Software vs. Hardware

James R. Coplin EMAIL HIDDEN
Mon Jun 30 15:48:29 CEST 2008


> > It's more that it's a bit silly to limit our physical abilities to a
> > single
> > point of contact.

I was thinking about this.  What is the minimum number of simultaneous
parameters to be musically useful?  Is there a minimum?  Could a mouse be an
expressive control?  There does seem to be an expressive minimum.  I tend to
agree that fewer control parameters lead to greater expressiveness.

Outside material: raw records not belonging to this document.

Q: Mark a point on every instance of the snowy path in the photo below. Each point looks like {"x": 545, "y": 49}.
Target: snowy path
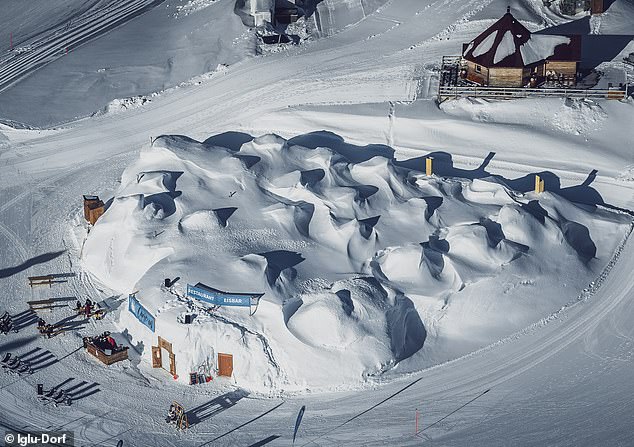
{"x": 50, "y": 47}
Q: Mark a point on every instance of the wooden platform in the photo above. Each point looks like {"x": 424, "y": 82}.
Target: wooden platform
{"x": 41, "y": 280}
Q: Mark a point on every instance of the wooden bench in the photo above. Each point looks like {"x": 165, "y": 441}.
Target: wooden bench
{"x": 43, "y": 305}
{"x": 41, "y": 280}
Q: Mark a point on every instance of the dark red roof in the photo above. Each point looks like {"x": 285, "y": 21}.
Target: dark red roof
{"x": 525, "y": 49}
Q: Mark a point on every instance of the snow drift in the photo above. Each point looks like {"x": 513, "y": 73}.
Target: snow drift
{"x": 368, "y": 266}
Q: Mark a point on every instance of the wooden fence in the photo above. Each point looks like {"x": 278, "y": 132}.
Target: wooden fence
{"x": 454, "y": 92}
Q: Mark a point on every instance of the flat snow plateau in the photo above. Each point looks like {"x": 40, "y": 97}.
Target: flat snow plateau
{"x": 300, "y": 174}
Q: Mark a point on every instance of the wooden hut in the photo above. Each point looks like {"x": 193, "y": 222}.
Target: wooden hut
{"x": 93, "y": 208}
{"x": 508, "y": 55}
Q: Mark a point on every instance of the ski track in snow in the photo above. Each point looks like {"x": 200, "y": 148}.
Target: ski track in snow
{"x": 16, "y": 66}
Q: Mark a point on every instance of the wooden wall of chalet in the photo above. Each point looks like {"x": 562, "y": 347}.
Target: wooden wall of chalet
{"x": 565, "y": 68}
{"x": 506, "y": 77}
{"x": 596, "y": 6}
{"x": 473, "y": 75}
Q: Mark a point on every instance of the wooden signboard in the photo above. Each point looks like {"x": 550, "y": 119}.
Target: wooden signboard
{"x": 225, "y": 365}
{"x": 165, "y": 345}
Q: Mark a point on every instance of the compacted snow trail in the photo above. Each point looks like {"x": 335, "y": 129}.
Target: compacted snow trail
{"x": 53, "y": 46}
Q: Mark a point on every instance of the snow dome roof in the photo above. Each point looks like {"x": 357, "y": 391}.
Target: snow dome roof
{"x": 508, "y": 43}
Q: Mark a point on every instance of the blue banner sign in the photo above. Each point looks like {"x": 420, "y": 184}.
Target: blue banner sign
{"x": 219, "y": 298}
{"x": 140, "y": 312}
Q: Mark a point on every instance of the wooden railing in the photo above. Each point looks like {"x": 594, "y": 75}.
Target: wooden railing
{"x": 454, "y": 92}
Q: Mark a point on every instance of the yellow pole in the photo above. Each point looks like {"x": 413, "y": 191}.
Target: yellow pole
{"x": 428, "y": 167}
{"x": 539, "y": 184}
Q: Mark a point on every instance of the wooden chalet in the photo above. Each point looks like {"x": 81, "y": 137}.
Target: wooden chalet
{"x": 93, "y": 208}
{"x": 508, "y": 55}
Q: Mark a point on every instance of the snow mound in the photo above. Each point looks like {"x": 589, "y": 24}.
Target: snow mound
{"x": 367, "y": 266}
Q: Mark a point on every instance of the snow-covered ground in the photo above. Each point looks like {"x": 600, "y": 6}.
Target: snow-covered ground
{"x": 531, "y": 295}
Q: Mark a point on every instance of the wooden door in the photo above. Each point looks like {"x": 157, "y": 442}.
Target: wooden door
{"x": 225, "y": 365}
{"x": 172, "y": 364}
{"x": 157, "y": 360}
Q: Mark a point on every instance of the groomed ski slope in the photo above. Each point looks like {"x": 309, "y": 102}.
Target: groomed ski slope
{"x": 565, "y": 380}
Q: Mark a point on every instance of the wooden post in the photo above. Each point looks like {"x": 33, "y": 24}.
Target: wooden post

At least
my violin, piano, electronics experience supports this anecdotally.  The
violin was by far the most expressive of the three with the electronics
being the least expressive despite the absurd number of knobs, sliders, and
buttons available (remember back when I won the knob, button count contest
;) ).  However, at some point, you go too far and are left with a rubberband
band

The violin has two points of contact with a couple of parameters.  Your left
hand provides pitch selection and vibrato while the bow is volume and timbre
(to a lesser degree). When thinking about a mouse, it gives you at least two
parameters in a point of contact.  There is no reason you couldn't use two
mice and have the same (or marginally more because of buttons) expressive
modes as a violin.  With shift states using the buttons, you should be able
to have more expression than a violin.  Once you begin adding shift states,
extra axis, you reach the state of electronic controllers and lose that
expressiveness.  Somewhere in there is the perfect number.  My suspicion is
that because of the nature of our hands, eyes, and brains, there is a reason
that traditional instruments have developed and persevered they way they
have.  It is this bit of biology that as musicians we are better off
embracing the limit to some degree.  As individuals, we are unlikely to
evolve out physiology during our performing lives.  Embracing this
physiology, like a pianist or violinist, probably has the best artistic
yields for a human audience mired in the same physiology.